Since service tokens are always created on the leader, as long as the leader is not upgraded before performance standbys, service tokens will be of the old format and still be usable during the upgrade process. However, the usual upgrade process we recommend can't be relied upon to always upgrade the leader last. Due to this known issue, a Vault cluster using Integrated Storage may result in a leader not being upgraded last, and this can trigger a re-election. This re-election can cause the upgraded node to become the leader, resulting in the newly created tokens on the leader to be unusable on nodes that have not yet been upgraded. Note that this issue does not impact Vault Community Edition users.
We will have a fix for this issue in Vault 1.10.1. Until this issue is fixed, you may be at risk of having performance standbys unable to service requests until all nodes are upgraded. We recommended that you plan for a maintenance window to upgrade.
Limited policy shows unhelpful message in UI after mounting a secret engine
When a user has a policy that allows creating a secret engine but not reading it, after successful creation, the user sees a message n is undefined
instead of a permissions error. We will have a fix for this issue in an upcoming minor release.
Adding/Modifying Duo MFA method for enterprise MFA triggers a panic error
When adding or modifying a Duo MFA method for step-up Enterprise MFA using the sys/mfa/method/duo
endpoint, a panic gets triggered due to a missing schema field.
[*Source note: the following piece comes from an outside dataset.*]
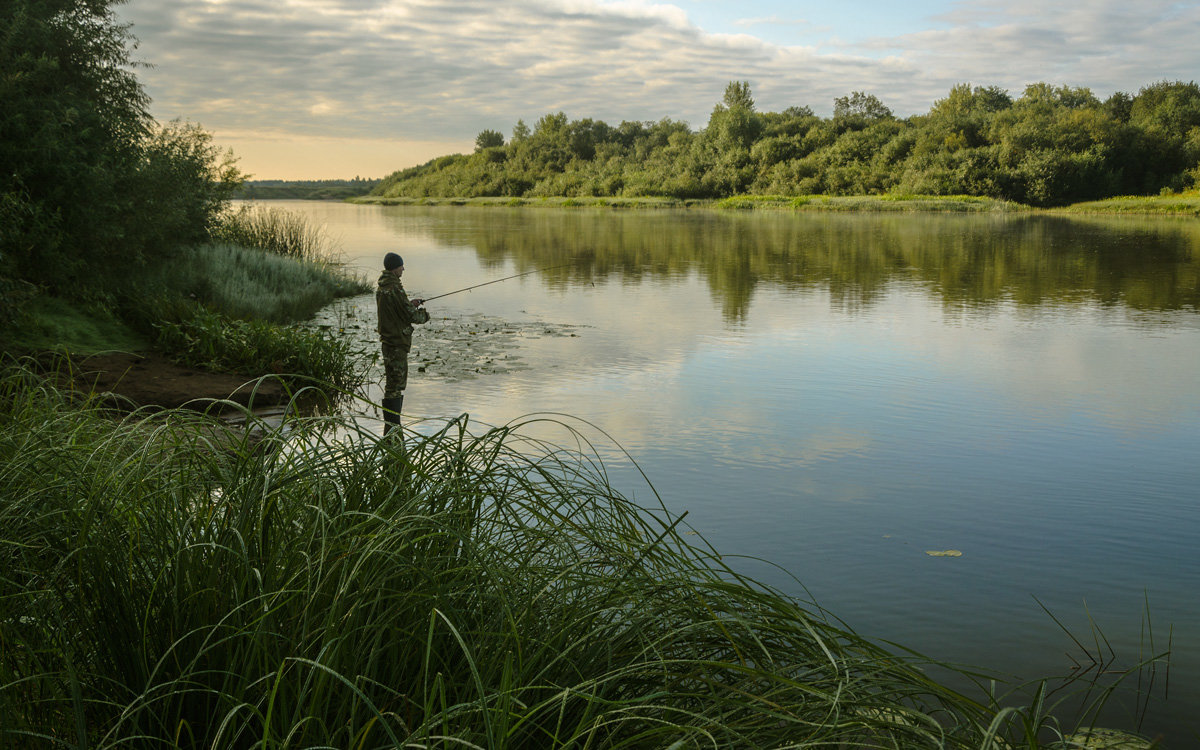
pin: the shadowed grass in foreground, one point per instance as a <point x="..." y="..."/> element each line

We will have a fix for this in Vault 1.10.1. Until this issue is fixed, avoid making any changes to your Duo configuration if you are upgrading Vault to v1.10.0.
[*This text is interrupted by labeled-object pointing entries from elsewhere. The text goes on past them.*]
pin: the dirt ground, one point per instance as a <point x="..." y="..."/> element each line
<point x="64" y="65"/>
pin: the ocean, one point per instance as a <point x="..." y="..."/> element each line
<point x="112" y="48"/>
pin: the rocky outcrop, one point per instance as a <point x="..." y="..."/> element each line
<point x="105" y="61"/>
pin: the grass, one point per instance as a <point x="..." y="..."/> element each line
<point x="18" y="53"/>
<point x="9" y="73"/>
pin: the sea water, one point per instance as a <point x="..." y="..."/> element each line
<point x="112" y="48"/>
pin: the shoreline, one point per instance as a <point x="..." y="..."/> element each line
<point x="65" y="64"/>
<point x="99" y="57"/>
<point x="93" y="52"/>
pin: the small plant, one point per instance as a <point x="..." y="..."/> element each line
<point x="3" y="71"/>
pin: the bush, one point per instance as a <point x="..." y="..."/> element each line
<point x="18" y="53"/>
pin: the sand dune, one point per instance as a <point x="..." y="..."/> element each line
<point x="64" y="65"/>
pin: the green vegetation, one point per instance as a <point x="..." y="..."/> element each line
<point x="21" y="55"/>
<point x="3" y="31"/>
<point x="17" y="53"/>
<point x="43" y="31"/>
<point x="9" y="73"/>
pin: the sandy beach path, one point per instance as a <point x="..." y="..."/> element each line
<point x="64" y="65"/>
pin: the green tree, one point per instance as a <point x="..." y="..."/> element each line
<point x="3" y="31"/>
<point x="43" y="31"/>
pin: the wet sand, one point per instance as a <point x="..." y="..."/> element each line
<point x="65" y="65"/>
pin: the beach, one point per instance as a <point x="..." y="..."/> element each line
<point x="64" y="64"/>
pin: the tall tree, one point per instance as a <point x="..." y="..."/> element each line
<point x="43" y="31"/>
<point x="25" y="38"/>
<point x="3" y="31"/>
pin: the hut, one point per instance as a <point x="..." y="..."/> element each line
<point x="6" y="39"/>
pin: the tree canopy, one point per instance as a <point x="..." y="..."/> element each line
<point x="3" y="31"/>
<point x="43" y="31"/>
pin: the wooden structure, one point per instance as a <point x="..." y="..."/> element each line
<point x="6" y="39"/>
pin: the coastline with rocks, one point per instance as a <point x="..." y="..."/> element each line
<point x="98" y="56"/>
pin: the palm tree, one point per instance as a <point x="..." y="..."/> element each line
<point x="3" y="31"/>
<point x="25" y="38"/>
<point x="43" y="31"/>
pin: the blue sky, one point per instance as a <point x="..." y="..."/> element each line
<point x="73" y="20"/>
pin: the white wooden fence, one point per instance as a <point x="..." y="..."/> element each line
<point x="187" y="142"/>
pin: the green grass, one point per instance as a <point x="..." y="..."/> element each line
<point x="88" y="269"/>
Sign in to UI using OIDC auth method results in an error
Signing in to the Vault UI using an OIDC auth mount listed in the "tabs" of the form will result
in the following error: "Authentication failed: role with oidc role_type is not allowed".
The auth mounts listed in the "tabs" of the form are those that have listing_visibility
set to unauth
.
There is a workaround for this error that will allow you to sign in to Vault using the OIDC auth method. Select the "Other" tab instead of selecting the specific OIDC auth mount tab. From there, select "OIDC" from the "Method" select box and proceed to sign in to Vault.
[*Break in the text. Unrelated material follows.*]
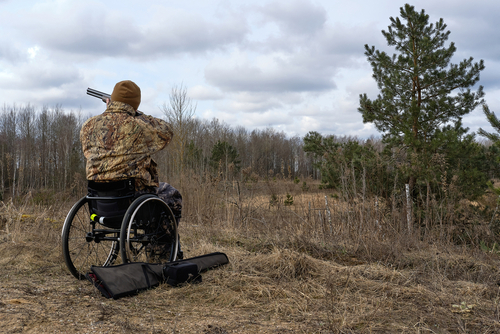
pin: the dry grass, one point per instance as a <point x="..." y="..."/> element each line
<point x="293" y="269"/>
Error initializing raft storage type with windows
When trying to start Vault server 1.10.0 on Windows, and there is less than 100GB of free disk space, there is an initialization error with raft DB related to insufficient space on the disk. See this issue for details. Windows users should wait till 1.10.1 to upgrade.
Feature deprecations and EOL
Please refer to the Deprecation Plans and Notice page for up-to-date information on feature deprecations and plans. An Feature Deprecation FAQ page is also available to address questions concerning decisions made about Vault feature deprecations.